A decisão de Gilmar Mendes, que será submetida à análise do Plenário entre 12 e 19 de dezembro, afeta diretamente a estratégia do grupo bolsonarista, que planejava utilizar uma maior bancada no Senado em 2026 para intensificar a pressão e viabilizar processos de impeachment, especialmente contra o ministro Alexandre de Moraes.
Nikolas Ferreira (PL-MG) Reage: O deputado Nikolas Ferreira criticou a medida em suas redes sociais, chamando-a de "decisão monocrática e sem base constitucional" e acusando o ministro de "reescrever a lei" para limitar a participação popular.

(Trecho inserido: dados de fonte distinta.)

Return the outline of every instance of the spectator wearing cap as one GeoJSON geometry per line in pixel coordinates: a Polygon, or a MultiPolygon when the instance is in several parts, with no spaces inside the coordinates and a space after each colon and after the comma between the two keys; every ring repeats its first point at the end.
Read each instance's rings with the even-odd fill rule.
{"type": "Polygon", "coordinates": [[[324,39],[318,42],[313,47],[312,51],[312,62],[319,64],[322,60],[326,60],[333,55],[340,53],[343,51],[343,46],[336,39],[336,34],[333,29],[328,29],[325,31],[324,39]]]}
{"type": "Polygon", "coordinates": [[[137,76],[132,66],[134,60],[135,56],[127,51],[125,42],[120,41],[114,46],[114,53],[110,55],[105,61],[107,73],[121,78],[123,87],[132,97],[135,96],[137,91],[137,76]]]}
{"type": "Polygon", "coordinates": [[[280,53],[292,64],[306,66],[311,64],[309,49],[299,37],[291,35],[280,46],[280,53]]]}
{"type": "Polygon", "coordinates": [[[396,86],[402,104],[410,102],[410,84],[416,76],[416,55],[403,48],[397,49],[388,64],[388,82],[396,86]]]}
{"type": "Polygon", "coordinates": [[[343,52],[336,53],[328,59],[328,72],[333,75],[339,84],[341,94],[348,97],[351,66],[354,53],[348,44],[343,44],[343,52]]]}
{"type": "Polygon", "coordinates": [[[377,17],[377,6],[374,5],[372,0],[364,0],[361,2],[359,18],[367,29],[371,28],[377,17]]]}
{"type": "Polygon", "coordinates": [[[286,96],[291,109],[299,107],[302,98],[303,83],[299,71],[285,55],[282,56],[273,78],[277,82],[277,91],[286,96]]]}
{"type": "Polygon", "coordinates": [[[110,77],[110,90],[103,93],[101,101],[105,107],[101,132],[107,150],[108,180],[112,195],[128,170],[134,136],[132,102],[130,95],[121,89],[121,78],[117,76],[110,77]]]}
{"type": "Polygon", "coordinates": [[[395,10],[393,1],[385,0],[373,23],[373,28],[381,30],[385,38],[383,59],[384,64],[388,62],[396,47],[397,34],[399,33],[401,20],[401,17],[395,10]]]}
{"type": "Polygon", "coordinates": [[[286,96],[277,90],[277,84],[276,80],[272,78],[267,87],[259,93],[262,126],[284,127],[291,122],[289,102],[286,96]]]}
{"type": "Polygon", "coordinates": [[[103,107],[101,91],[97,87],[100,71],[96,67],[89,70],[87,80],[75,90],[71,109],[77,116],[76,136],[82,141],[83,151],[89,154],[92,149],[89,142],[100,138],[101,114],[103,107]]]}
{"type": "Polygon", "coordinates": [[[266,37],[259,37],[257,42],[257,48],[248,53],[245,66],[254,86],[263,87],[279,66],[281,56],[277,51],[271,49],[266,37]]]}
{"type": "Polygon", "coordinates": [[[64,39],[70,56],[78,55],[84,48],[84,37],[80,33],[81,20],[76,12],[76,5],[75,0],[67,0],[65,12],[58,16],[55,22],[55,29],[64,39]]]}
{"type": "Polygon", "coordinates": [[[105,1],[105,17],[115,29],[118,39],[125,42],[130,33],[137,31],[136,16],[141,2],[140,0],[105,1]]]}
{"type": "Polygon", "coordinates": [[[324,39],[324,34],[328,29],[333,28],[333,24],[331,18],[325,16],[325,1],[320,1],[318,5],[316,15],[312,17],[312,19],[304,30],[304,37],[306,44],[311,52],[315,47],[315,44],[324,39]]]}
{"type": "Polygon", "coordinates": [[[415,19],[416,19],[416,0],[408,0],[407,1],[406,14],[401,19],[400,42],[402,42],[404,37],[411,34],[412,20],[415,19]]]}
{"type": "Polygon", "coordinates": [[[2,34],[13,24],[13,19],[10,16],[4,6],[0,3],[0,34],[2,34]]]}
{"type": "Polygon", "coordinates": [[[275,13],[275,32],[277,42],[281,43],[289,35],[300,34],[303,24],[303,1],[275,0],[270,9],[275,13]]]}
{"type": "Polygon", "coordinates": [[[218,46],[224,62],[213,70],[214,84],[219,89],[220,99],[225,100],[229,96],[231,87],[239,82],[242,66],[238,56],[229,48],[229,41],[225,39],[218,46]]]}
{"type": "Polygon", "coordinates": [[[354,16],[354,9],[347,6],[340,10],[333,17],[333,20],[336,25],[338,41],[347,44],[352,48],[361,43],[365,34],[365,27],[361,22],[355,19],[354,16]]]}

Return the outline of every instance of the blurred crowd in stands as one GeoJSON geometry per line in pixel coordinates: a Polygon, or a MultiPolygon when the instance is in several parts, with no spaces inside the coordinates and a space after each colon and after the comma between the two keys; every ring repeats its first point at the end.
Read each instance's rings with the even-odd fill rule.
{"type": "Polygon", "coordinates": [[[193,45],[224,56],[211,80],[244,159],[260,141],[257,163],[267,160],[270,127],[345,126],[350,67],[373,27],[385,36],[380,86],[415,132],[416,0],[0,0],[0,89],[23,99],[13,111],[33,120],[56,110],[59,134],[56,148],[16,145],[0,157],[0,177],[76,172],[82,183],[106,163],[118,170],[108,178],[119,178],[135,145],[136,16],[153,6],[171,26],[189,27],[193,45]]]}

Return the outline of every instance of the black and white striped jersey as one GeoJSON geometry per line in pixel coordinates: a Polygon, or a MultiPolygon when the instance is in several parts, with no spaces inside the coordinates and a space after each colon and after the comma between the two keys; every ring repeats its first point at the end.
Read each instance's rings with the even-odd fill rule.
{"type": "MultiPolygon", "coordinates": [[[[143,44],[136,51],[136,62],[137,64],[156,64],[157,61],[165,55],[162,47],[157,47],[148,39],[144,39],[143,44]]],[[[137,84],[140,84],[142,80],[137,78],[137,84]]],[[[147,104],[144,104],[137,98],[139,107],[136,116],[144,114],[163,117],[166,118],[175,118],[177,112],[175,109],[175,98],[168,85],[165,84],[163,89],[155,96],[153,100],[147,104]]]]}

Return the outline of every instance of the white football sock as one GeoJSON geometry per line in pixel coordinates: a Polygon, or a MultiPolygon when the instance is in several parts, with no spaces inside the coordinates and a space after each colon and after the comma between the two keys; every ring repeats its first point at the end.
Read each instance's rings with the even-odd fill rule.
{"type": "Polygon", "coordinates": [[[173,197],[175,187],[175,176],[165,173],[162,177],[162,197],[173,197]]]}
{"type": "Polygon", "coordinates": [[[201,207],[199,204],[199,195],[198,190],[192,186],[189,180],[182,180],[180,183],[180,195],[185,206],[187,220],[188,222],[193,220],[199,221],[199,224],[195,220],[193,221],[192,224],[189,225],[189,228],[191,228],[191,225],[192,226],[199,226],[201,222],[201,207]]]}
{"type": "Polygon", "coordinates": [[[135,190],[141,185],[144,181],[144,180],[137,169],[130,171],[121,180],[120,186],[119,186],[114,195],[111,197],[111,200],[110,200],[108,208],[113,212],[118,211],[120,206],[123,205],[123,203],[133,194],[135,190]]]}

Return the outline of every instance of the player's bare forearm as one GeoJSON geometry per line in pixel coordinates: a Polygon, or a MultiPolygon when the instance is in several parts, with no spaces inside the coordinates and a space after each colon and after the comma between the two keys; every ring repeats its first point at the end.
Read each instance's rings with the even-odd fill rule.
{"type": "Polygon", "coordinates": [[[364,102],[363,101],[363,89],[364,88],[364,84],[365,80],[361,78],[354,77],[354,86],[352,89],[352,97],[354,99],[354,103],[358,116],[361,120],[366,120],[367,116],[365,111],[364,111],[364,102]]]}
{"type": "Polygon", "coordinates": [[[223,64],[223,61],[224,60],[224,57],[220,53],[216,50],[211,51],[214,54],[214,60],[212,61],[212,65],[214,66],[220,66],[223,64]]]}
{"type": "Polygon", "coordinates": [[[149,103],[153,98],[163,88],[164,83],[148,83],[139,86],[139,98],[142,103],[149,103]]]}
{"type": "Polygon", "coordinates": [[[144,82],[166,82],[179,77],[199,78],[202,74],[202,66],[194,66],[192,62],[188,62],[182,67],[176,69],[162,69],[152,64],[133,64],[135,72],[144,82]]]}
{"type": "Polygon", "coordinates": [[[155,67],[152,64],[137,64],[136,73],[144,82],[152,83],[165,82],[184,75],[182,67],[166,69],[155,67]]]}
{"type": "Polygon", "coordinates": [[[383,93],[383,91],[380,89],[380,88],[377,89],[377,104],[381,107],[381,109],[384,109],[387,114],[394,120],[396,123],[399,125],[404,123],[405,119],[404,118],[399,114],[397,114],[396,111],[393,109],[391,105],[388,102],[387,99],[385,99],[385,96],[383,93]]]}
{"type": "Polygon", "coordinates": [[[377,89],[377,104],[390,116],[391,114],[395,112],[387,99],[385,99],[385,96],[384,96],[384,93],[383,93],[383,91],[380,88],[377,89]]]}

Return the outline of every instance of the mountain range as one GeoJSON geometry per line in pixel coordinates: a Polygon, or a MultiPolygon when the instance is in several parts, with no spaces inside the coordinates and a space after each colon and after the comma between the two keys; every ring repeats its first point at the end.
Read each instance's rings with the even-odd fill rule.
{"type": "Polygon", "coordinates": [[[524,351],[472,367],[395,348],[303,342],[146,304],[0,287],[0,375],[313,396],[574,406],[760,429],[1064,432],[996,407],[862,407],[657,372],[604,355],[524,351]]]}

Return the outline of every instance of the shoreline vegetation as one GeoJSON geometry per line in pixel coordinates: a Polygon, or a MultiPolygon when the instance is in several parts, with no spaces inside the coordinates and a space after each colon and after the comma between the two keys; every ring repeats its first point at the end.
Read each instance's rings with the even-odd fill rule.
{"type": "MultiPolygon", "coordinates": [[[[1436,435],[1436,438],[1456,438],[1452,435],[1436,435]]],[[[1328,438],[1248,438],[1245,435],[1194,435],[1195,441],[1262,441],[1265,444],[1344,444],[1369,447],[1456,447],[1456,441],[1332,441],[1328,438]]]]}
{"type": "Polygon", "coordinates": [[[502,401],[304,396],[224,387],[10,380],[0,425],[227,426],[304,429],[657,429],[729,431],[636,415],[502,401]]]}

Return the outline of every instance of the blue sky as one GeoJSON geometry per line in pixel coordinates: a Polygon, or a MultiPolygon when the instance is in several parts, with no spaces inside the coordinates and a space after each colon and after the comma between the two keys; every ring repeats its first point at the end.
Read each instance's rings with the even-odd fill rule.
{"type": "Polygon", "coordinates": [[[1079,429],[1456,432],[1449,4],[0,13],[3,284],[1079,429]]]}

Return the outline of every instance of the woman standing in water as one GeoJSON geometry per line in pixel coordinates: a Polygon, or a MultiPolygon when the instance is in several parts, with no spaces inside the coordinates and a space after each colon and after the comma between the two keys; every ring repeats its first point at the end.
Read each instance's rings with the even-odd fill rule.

Acusação de “Controle Absoluto”: O deputado alegou que a liminar representa o "controle absoluto" do Judiciário e insinuou que o cenário poderia ser revertido com uma vitória da direita nas eleições de 2026, o que permitiria a indicação de um PGR alinhado.
Em resposta à decisão, o deputado Nikolas Ferreira anunciou o protocolo de uma Proposta de Emenda Constitucional (PEC). O objetivo da PEC é restabelecer expressamente a legitimidade de qualquer cidadão para propor o impeachment de ministros do STF e, segundo o deputado, "impedir interferência judicial no processo".